CHP ELİTLERİNİN CHP KİTLESİNE BUYRUĞU
Özgür Özel'in kürsüden kestiği ahkamı en ağır eleştirenler CHP'liler. Boykot listesi dayatmasına, "yap dediklerimi yapın, yapma dediklerimi yapmayın" buyurganlığına en başta CHP tabanı itiraz ediyor. Ama yine de çaresizce buna boyun eğiyor.
İmamoğlu'nun yaptığı yolsuzlukları savcılık makamından ve kamuoyundan önce CHP'liler duydu ve kendi içlerinde konuştular sonuçta. Diplomasının sahteliğinden önce İmamoğlu'nun akademik yetersizliği konuşuluyordu muhalifler arasında.
EKREM'İN İNGİLİZCE SEVİYESİ
Ekrem İmamoğlu'nun "it's a pencil" seviyesindeki İngilizcesine gülündüğü kadar batılı büyükelçiler ve yabancı heyetler karşısında ezilip büzülerek ifade ettiği "I'm ok" cümlesine kızıldığını da en iyi bilenler CHP'liler.
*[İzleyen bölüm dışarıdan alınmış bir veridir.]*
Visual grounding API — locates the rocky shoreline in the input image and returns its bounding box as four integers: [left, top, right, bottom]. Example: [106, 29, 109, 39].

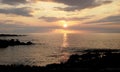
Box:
[0, 49, 120, 72]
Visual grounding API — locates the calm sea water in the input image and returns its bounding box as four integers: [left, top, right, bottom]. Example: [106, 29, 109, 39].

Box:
[0, 33, 120, 66]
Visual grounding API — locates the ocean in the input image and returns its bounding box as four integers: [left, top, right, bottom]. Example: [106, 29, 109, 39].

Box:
[0, 33, 120, 66]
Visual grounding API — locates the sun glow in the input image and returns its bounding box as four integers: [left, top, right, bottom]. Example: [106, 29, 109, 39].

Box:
[63, 24, 68, 28]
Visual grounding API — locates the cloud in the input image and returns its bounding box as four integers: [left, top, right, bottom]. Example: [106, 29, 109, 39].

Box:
[54, 0, 112, 11]
[69, 25, 120, 33]
[1, 0, 27, 5]
[39, 16, 93, 22]
[0, 7, 32, 16]
[87, 15, 120, 25]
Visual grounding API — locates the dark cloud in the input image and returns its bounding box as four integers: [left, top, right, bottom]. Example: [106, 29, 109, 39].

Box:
[39, 16, 93, 22]
[1, 0, 27, 5]
[87, 15, 120, 25]
[0, 20, 60, 33]
[55, 0, 112, 11]
[69, 25, 120, 33]
[0, 7, 32, 16]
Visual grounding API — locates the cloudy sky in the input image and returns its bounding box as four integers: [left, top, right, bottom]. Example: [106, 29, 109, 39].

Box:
[0, 0, 120, 33]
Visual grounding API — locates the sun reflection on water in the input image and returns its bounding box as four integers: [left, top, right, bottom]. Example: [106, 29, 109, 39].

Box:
[62, 33, 68, 48]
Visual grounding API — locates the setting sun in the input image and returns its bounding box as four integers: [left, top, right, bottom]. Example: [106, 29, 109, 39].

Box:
[63, 24, 68, 28]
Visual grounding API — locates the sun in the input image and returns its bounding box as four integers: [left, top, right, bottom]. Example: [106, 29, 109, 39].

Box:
[63, 24, 68, 28]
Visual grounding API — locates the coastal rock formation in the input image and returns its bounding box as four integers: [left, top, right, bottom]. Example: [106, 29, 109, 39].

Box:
[0, 50, 120, 72]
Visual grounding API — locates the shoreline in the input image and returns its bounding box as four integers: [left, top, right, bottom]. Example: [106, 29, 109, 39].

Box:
[0, 49, 120, 72]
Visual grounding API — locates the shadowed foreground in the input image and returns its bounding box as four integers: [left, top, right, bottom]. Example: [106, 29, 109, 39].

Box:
[0, 49, 120, 72]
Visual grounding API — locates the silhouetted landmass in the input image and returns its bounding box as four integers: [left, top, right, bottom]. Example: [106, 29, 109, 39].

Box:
[0, 39, 33, 48]
[0, 49, 120, 72]
[0, 34, 26, 37]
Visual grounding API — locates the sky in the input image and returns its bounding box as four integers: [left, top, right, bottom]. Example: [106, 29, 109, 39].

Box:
[0, 0, 120, 33]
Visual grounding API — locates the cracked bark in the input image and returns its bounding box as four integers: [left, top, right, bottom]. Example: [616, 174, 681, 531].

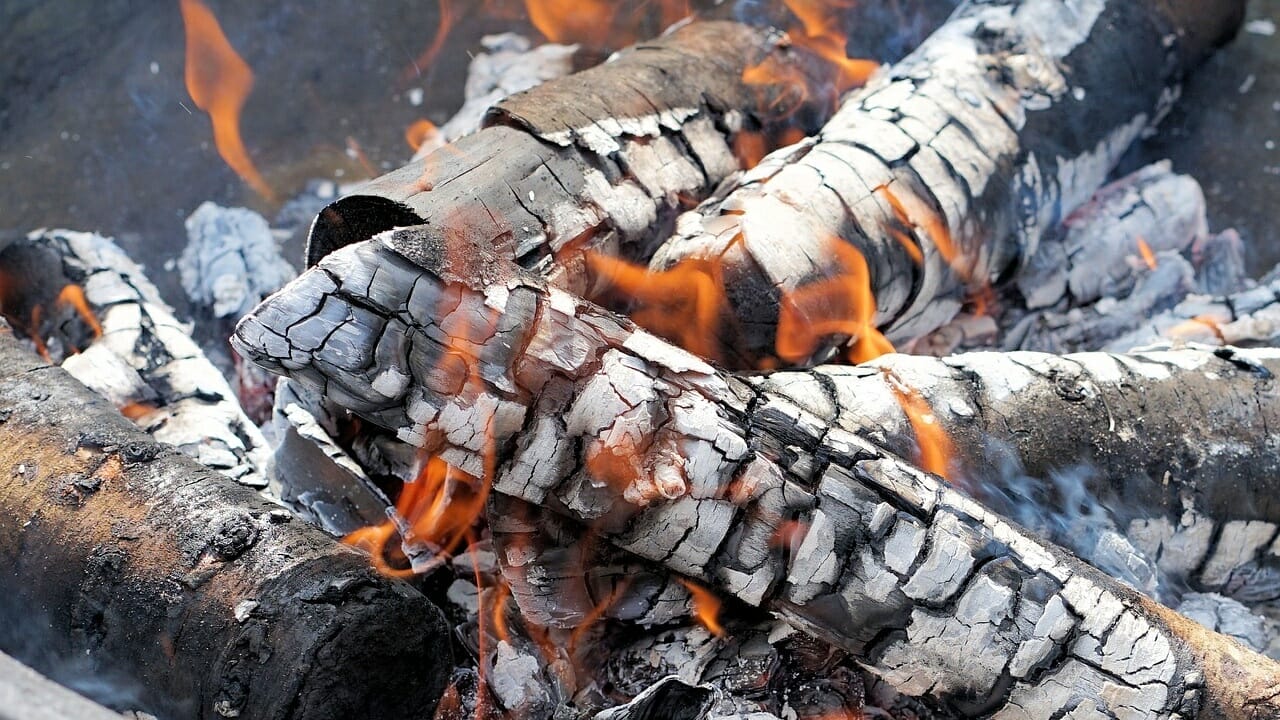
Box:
[650, 0, 1243, 368]
[0, 231, 269, 489]
[299, 22, 833, 285]
[233, 231, 1280, 717]
[0, 322, 452, 719]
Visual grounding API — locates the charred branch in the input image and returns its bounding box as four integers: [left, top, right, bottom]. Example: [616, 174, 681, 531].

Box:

CHP elitlerinin her türden başarısızlığını, beceriksizliğini, hırsızlığını-yolsuzluğunu bile iktidarı suçlayarak savuşturmaya kalkmasından rahatsız olan CHP'liler bile çaresizce itaat ediyorlar bu buyurganlığa.
Bu açıdan CHP, İmamoğlugiller için nimet nimet...
KÖTÜ VE KARANLIK BİR AĞIZ: İMAMOĞLU'NUN BABASI
Yüz kızartıcı bir dizi suçlamadan dolayı tutuklu bulunan eski İBB başkanı Ekrem İmamoğlu'nun babası Hasan İmamoğlu'nun bayram sabahı ettiği bedduayı duyup da kanı çekilmeyen yoktur herhalde.
Ne diyor baba İmamoğlu?
"Bizi perişanlığa sürükleyenler çoluk çocuğunun ciğerinden et yiyerek iyileşmeye uğraşsın da iyileşemesin" diyor!
Güya oğlunu "müdafa" etme iddiasıyla, sırf görevlerini yaptıkları için polislere, savcılara, hakimlere, vergi uzmanlarına, bürokratlara yani başkalarının çocuklarına saldırıyor!
Baba yahut yaşlı olmanın kişiyi tek başına saygıdeğer biri yapmadığının açık ispatı Hasan İmamoğlu.
Ağzı öyle karanlık, nefesi öyle kötü kokuyor ki Hasan İmamoğlu'nun ağzından çıkanı duyan herkes yüzünü buruşturuyor. Sözlerinin kaynağı belli ki kalbi...
Üniversite sınavında Türkiye'de hiçbir okula yerleşemeyecek kadar düşük puan alan başarısız oğlunu parayla Kıbrıs'ta bir Amerikan üniversitesine kaydettirip sonra da karanlık bağlantılarla haksız şekilde 700 bin başarılı öğrencinin önüne geçiren kendisi değilmiş gibi haktan hukuktan bahsediyor bir de beyefendi.
Oğul İmamoğlu 2014'te Beylikdüzü belediye başkanlığına lise diplomasıyla adaylık başvurusu yaptığında durumu haberleştiren "Beylikdüzü Bizim Bakış" gazetesini ve Telat Çabuk'u ve ailesini tehdit edip mahkemelik olan o değilmiş gibi.
Yahut İmamoğlu İnşaat'a üç yıl içinde geçirilen 117 tapunun üstüne oturan o değilmiş gibi.
Milli Eğitim Bakanı Yusuf Tekin'in açıkladığı kıymetli bilginin merkezinde de Hasan İmamoğlu var. Meğer İmamoğlu ailesinin ortağı olduğu İMAŞ isimli şirket 1997'de -yani İmam Hatiplilere katsayı eziyetlerinin yapıldığı 28 Şubat döneminde- Fetulahçı terör örgütü için Trabzon'da okul açmış.
Hasan İmamoğlu'nun herkesi dehşete düşüren çok çirkin ve karanlık bedduasının FETÖ beddualarına benzerliği buradan geliyor belki de.